Репликация заработала.

Но проблема в том , что все еще остаются записи о несуществующих адаптерах на КД-1.

Вопрос.

Не подскажите, что за программа или им подобные, что это за класс программ ? (на скриншоте)

Нужно проследить путь выполнения или невыполнения запросов клиентской машины к серверу.

Wireshark.
Я от вас просил nslookup КД1 (а не КД2, КД3) 10.0.2.2 и 10.0.8.6 - как проблемные контроллер разрешают два других.
А после удаления записи все равно появляются?

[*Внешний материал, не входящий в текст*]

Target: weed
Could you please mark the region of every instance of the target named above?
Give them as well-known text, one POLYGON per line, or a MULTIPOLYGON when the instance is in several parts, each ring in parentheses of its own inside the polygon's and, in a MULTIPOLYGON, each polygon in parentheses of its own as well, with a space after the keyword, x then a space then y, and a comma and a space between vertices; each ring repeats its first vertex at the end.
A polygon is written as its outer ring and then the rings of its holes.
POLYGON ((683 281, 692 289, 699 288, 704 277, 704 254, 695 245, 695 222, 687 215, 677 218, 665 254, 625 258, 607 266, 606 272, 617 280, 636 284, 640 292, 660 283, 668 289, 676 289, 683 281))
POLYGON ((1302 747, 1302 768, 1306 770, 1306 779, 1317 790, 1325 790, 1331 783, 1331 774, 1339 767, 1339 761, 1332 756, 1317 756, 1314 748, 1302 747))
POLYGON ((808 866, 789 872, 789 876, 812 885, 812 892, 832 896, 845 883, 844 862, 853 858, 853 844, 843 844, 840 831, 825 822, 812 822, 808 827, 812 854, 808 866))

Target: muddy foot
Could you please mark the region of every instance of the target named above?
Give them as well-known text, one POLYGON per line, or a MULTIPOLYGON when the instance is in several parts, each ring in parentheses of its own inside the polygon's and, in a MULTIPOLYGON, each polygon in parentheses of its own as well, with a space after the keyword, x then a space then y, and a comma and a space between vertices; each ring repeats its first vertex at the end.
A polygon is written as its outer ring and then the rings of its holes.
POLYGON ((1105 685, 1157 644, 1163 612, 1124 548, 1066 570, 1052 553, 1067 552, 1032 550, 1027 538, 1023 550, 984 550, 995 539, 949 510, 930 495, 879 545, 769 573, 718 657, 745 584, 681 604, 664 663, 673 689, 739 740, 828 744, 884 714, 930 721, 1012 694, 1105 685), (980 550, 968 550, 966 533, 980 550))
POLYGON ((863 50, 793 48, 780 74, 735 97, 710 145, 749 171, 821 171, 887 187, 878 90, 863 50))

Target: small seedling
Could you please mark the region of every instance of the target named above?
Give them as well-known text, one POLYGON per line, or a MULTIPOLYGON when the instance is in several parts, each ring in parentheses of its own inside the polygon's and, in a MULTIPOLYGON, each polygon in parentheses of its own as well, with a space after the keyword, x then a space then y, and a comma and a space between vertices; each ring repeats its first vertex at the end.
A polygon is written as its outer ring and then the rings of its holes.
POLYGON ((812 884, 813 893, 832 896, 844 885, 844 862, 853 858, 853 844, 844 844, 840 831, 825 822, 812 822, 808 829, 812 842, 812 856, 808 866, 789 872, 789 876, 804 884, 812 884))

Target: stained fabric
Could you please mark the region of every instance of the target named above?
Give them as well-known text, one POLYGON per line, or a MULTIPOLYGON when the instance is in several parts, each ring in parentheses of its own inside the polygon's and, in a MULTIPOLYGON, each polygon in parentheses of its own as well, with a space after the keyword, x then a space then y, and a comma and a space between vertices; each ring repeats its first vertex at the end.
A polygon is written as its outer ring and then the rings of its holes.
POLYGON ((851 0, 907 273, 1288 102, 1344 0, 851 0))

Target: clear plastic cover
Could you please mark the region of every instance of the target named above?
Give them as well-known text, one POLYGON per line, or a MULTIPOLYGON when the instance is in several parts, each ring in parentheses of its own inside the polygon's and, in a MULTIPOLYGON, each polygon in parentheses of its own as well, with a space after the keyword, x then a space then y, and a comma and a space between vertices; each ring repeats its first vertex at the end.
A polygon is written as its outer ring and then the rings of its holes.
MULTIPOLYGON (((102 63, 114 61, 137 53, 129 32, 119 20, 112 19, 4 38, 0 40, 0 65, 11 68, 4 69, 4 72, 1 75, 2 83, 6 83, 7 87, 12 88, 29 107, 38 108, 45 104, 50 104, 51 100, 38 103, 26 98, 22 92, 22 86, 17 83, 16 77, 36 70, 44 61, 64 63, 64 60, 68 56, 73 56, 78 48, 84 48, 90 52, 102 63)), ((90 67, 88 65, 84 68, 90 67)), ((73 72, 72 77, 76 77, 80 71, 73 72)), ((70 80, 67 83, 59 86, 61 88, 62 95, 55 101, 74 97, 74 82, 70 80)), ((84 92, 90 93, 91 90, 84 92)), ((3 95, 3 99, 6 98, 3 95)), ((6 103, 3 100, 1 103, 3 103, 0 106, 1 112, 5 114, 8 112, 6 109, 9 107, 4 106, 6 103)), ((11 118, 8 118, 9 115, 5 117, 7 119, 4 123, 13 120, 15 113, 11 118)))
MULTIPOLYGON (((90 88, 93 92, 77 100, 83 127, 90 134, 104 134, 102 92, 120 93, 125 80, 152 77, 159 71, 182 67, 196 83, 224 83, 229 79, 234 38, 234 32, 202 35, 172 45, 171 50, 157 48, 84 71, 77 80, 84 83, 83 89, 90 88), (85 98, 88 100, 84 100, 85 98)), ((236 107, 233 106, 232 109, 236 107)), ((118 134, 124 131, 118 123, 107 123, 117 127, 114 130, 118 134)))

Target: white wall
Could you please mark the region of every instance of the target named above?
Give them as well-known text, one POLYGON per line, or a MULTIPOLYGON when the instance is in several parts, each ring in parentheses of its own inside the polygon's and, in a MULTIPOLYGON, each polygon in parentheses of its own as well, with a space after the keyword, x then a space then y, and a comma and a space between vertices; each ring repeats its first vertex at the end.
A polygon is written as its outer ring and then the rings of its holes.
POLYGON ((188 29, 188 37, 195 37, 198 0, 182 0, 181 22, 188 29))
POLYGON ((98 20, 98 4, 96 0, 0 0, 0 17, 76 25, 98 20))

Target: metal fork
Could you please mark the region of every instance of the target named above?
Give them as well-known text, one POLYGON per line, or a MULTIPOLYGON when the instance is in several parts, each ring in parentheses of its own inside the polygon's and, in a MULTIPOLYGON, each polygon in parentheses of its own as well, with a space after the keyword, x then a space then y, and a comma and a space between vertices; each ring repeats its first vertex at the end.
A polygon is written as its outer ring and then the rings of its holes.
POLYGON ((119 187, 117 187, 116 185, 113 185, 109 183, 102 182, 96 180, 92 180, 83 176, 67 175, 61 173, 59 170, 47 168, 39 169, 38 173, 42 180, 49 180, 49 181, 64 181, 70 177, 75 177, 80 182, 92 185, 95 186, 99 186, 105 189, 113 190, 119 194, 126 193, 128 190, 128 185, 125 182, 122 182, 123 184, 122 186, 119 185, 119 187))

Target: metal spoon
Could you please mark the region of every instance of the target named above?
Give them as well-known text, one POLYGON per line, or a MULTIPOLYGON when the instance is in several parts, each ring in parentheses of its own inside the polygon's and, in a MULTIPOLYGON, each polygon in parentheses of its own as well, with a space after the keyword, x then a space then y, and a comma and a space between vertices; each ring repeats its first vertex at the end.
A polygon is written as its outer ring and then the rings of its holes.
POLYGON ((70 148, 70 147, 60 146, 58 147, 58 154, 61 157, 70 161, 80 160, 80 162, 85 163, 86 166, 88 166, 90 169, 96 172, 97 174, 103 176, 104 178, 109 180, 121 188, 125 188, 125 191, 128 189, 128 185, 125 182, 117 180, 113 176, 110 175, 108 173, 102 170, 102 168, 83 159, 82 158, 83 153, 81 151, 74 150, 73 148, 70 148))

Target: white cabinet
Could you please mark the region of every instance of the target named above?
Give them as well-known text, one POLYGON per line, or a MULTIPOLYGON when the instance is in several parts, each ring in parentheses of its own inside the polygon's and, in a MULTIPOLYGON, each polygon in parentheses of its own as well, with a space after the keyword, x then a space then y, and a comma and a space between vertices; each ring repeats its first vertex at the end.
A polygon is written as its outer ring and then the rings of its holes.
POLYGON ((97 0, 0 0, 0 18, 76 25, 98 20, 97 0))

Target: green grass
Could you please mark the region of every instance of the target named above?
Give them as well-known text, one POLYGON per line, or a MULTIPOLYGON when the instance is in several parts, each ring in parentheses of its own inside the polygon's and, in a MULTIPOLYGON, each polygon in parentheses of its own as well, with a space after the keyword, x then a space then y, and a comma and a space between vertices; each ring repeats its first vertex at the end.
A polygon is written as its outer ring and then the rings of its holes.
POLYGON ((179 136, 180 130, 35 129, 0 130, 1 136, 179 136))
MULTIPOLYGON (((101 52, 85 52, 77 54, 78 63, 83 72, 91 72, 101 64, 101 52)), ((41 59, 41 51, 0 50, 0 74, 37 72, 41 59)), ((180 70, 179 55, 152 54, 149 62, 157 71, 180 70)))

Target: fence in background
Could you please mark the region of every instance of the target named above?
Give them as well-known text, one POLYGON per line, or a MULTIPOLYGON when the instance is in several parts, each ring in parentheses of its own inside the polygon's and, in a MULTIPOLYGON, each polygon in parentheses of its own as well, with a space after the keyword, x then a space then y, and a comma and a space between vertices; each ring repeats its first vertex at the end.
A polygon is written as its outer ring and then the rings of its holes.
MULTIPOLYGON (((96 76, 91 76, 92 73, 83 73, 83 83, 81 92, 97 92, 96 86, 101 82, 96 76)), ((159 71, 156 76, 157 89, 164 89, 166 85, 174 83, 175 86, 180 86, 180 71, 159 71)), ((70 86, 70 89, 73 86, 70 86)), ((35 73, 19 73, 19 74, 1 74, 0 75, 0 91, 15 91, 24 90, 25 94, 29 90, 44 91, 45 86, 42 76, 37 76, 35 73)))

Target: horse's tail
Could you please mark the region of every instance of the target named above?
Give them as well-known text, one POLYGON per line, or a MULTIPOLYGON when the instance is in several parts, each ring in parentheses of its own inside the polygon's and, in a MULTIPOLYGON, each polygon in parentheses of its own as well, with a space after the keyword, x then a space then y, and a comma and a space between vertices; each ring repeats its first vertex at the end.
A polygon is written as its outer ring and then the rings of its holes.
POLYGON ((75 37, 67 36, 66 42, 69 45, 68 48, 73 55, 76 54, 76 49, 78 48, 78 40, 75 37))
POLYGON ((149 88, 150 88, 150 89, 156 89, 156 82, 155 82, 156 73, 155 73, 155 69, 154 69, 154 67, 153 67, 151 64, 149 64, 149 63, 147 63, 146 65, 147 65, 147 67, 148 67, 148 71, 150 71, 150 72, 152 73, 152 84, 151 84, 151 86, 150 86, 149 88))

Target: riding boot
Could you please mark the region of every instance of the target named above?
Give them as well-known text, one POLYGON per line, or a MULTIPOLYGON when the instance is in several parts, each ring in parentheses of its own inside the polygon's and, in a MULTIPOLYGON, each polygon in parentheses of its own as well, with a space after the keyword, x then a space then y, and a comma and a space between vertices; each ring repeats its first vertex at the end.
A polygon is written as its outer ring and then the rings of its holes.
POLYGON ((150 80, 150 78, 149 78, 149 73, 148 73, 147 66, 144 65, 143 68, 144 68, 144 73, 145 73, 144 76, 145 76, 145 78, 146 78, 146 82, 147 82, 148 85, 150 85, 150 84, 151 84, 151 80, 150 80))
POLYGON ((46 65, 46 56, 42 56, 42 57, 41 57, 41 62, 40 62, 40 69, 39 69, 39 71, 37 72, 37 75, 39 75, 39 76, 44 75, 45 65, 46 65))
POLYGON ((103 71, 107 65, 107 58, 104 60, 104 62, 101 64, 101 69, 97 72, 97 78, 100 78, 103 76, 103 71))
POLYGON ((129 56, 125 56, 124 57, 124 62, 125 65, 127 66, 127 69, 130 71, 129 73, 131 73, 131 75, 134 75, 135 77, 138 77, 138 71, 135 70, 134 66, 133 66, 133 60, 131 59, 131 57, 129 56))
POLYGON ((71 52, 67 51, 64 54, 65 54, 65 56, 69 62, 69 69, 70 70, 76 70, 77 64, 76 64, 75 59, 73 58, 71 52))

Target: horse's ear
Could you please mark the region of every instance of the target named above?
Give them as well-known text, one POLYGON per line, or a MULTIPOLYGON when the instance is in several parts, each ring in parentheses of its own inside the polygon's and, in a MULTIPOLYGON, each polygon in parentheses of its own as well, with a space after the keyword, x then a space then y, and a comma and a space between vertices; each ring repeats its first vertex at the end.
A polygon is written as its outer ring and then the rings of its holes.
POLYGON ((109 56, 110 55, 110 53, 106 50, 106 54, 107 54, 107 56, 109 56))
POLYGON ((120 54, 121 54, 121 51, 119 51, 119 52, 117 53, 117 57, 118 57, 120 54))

Так я же сказал что такой же вывод и на КД1


да

а после указания в Host overrides теперь так

Теперь разрешаются записи вот так.

До изменения в Host overrides

Включите ведение журнала в DNS -> смотрите в какой момент приходят пакеты с адресами отсутствующих адаптеров.

Поищите в реестре упоминания о старых адресах.

Цитата User001:

HKEY_LOCAL_MACHINE\SOFTWARE\Microsoft\Windows NT\CurrentVersion\NetworkList\Nla\Cache\IntranetAuth


HKEY_LOCAL_MACHINE\SYSTEM\ControlSet001\Services\DNS\Parameters

ListenAddresses
PublishAddresses

Удалил и лишние записи исчезли
Затем в маршрутизаторе убрал Host overrides
Перезагрузил все КД и роутер

Проверил репликацию на каждом КД

repadmin /showreps


Запускаем на каждом Контроллере домена (синхронизации с глобальным хранилищем
информации в доменных службах Active Directory)

DFSRDIAG PollAD /Member:<контроллер домена>

Ошибки остаются

Затем
Принудительно заставил каждый контроллер домена запросить изменения у всех своих партнеров по репликации, и смотрел выполнение ключ /p делает паузу при проверке

repadmin /syncall <контроллер домена> /Adp

Через некоторое время ошибки устранились.